As I’ve written ppreviously, Texas’ market for coastal windstorm insurance is in dire need of reform. Insurance rates for the Texas Windstorm Insurance Association, a state-run agency that provides wind coverage in certain Texas counties near the Gulf Coast, are currently 22 percent below what would be considered “actuarially sound.” While TWIA has managed to improve its financial position substantially in the last few years, a single major storm could take the agency back to square one.

But there are good ways to reform TWIA and there are bad ways. Currently, the Legislature is considering proposals that would restructure TWIA, changing the composition of the agency’s board and even changing the organization’s name. Unfortunately, as currently written, this legislation — which cleared the Senate Business and Commerce Committee April 14 and could be up for a vote by the full Senate as early as next week — would not deal with the basic problems of TWIA, and could undermine even the progress that’s recently been made.

For example, TWIA has closed the gap needed to achieve actuarially sound rates via a series of narrowly approved rate increases. It’s not clear that such increases would be able to pass with a restructured board. The larger the gap, the bigger the amount for which Texas taxpayers may ultimately be on the hook should TWIA be unable to meet its financial obligations.

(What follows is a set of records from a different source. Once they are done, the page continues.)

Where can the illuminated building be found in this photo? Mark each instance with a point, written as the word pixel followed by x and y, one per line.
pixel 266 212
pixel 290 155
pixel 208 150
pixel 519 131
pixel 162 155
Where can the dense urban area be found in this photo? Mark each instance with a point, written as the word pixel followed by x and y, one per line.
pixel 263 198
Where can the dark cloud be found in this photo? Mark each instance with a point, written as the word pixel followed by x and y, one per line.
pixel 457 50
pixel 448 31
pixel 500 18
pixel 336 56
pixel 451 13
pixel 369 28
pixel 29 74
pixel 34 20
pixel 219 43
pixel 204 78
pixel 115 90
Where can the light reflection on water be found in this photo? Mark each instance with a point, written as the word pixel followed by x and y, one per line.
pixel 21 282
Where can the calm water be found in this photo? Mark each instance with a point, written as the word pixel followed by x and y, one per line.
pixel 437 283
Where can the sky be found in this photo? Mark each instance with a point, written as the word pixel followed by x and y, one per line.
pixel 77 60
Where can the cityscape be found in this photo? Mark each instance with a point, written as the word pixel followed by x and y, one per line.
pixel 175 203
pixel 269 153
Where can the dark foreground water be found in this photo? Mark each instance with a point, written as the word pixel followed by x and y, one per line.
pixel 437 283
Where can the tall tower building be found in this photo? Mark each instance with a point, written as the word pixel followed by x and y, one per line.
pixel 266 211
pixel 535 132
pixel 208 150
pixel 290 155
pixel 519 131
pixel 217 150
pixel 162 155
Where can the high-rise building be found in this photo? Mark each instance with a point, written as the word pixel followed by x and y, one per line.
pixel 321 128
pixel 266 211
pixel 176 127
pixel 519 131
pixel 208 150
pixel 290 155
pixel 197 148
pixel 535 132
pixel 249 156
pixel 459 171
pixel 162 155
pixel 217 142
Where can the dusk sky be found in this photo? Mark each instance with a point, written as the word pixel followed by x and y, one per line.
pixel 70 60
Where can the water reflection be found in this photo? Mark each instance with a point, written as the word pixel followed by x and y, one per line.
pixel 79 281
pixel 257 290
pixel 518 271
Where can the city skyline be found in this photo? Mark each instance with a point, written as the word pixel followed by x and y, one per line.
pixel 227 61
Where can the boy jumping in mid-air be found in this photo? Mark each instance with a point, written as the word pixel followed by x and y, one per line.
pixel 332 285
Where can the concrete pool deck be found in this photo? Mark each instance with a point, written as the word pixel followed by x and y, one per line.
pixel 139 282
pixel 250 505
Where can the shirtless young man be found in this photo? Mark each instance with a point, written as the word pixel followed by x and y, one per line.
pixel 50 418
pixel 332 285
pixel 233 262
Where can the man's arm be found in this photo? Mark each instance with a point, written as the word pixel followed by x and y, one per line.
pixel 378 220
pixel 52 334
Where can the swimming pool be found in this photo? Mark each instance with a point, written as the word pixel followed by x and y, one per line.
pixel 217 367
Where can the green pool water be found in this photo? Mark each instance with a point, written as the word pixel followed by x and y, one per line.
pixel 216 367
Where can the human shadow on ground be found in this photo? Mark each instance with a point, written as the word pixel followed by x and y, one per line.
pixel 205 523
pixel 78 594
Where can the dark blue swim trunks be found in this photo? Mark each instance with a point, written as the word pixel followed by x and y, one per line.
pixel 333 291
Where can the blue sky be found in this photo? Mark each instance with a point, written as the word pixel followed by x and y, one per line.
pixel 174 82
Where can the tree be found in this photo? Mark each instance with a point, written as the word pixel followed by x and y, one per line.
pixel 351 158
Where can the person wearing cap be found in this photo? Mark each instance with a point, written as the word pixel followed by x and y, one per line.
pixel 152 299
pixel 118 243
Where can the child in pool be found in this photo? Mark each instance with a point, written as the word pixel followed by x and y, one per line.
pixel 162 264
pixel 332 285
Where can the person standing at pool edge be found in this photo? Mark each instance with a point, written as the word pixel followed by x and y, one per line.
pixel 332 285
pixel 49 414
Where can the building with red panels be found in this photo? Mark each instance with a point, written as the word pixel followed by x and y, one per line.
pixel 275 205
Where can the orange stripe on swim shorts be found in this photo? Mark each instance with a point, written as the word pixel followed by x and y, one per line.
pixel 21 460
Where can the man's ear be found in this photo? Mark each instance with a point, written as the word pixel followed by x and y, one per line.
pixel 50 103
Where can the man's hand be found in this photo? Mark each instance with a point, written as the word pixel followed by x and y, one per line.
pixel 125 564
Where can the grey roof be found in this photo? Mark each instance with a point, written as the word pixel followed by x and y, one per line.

Instead of making it harder for TWIA to reach financial stability, reform legislation ought to build on the progress TWIA has already made. Right now, for example, TWIA is restricted from charging different rates within its territory based on geography. Simply allowing this tool would go along way toward achieving actuarial soundness. TWIA has also launched a “depopulation portal,” a special website that makes it easier for private insurers to take current TWIA policies on a voluntary basis. One company has already announced its intention to make offers on almost 60,000 policies via the portal. Other states such as Florida and Louisiana have had a lot of success in using depopulation portals to get people back into the private insurance market, and Texas should look at strengthening the current portal along similar lines.

Most importantly, though, Texas should follow the medical maxim: first, do no harm. Any legislation that impedes TWIA’s progress will ultimately leave all Texans more exposed to risk.